Mi sembra anche che lo spirito non scenda su di noi quando il nostro ministero è “depresso”. Lo definirei così: “Depresso”. E cioè quando tira a campare, quando si lascia guidare dal “si è sempre fatto così”. Quando uno vive il proprio ministero da solo, non si vede mai agli incontri, quando si trascina stanco e demotivato a gestire l’ordinario.

“E finalmente, finalmente abbiamo le api” conclude monsignor Sigismondi. “Il ministero di un prete può essere paragonato al lavoro di squadra che regola le colonie delle api. Cantate anche, come faremo dopodomani notte dall’exultet, dal preconscio pasquale. Il sistema organizzativo di un alveare disciplina le relazioni. Le relazioni tra l’ape regina, le api operaie e i fuchi, creando un meccanismo sinodale, con compiti ben definiti: la costruzione dell’alveare, l’accudimento delle larve, il trasporto del polline e del nettare. Le api, attirate dalla fragranza dei profumi, non sciupano la bellezza dei fiori, su cui si posano con molta delicatezza, e da cui suggono il polline e il nettare, che in parte trasferiscono negli altri fiori, fecondandoli, e in parte trasportano con assidua premura all’interno del favo.

La vita di un presbitero ha molto da imparare dalla industriosa collegialità delle api, allergiche allo scisma ma abili nello sciamare, infaticabili nel suggere le sostanze prelevate dai fiori, favorendo il processo di impollinazione e producendo miele”.

Ecco! Lo spirito scende su di noi quando il nostro ministero è umile e duttile, si lascia educare il cuore, riserva spazio a sé e agli altri, è capace di ascolto e di preghiera, assume il ritmo dei preti vicini, coltiva un senso profondo di fraternità, si lascia animare dalla carità verso i piccoli e i poveri.

Oggi, cari fratelli e sorelle, voi tutti, voglio lodare la grande maggioranza silenziosa che è qui presente, quella che non dà troppi grattacapi al vescovo, ma che lavora umilmente, che ha il senso della Chiesa, che è presente con naturalezza agli incontri comuni, che è positiva e costruttiva, che propone l’immagine di un presbitero solare, che trasmette fiducia e speranza.

Cari consacrati e cari fedeli laici e laiche, ringraziate con me il Signore oggi, che la maggioranza dei nostri fratelli presbiteri sono uomini spirituali, certo ciascuno col suo volto, col suo carattere, ma tutti insieme immagini viventi della vita spirituale.

Ringraziate con me il Signore per loro. Dite grazie ai vostri preti: oggi è il loro compleanno, sono nati oggi.

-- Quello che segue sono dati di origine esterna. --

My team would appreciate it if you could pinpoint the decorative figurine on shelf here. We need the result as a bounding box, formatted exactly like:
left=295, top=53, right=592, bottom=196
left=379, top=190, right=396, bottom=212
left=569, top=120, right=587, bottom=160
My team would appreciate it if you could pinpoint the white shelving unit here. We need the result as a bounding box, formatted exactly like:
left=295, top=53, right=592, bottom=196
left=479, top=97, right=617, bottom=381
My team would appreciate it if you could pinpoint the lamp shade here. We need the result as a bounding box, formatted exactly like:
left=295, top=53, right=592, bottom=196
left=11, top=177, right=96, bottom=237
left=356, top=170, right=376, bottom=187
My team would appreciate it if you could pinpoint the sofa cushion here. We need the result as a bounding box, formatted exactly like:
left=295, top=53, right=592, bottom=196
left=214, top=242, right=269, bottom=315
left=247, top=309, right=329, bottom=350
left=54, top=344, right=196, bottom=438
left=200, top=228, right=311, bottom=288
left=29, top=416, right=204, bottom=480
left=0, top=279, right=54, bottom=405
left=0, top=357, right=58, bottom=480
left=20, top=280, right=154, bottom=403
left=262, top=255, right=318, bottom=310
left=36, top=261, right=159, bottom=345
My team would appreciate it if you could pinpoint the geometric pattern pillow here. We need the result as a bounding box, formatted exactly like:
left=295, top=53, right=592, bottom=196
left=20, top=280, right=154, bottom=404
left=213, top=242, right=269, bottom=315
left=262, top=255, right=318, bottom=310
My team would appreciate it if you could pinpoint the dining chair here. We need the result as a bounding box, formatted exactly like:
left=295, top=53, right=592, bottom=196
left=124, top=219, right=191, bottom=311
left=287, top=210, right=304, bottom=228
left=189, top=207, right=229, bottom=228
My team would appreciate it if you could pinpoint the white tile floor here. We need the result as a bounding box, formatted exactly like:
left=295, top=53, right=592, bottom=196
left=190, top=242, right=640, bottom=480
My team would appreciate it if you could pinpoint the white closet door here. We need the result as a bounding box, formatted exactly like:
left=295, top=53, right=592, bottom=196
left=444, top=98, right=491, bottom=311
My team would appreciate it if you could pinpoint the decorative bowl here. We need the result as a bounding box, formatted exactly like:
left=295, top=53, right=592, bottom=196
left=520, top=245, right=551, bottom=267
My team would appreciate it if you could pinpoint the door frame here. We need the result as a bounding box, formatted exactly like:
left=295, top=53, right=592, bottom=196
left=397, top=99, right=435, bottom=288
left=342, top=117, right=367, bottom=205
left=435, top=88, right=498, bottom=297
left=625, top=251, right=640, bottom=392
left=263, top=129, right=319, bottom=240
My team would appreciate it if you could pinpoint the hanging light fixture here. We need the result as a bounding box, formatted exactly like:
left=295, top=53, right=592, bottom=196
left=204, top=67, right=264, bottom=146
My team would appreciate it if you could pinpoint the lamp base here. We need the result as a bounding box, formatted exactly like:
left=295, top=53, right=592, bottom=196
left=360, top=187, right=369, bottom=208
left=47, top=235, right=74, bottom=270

Tra poco essi rinnoveranno gli impegni assunti nel giorno della loro ordinazione.

Grazie fratelli sacerdoti, per la vostra testimonianza. Grazie per il vostro servizio. Grazie per il tanto bene nascosto che fate. Grazie per il perdono che regalate in nome di Dio. Grazie per il vostro ministero che spesso si svolge fra tante fatiche, incomprensioni, talvolta anche da parte del vescovo, e pochi riconoscimenti.

Un grazie lo rivolgiamo quest’anno al Signore, in particolare per il nostro caro don Ignazio (Guida, ndr), che festeggia i cinquant’anni di ordinazione sacerdotale; e don Michele (Grosso, ndr), che ne compie quaranta.

Siamo grati al Signore, anche perché in mezzo a noi ci sono don Sergio (Cristo, ndr) e don Biruk (Demissie, ndr). Voglio ricordare loro che questa è sempre la loro casa.

Mentre ricordiamo i cari don Oreste (Santoro, ndr) e don Ciccio (monsignor Francesco Perrotta, ndr) che sono venuti a mancare quest’anno, e gli altri confratelli defunti.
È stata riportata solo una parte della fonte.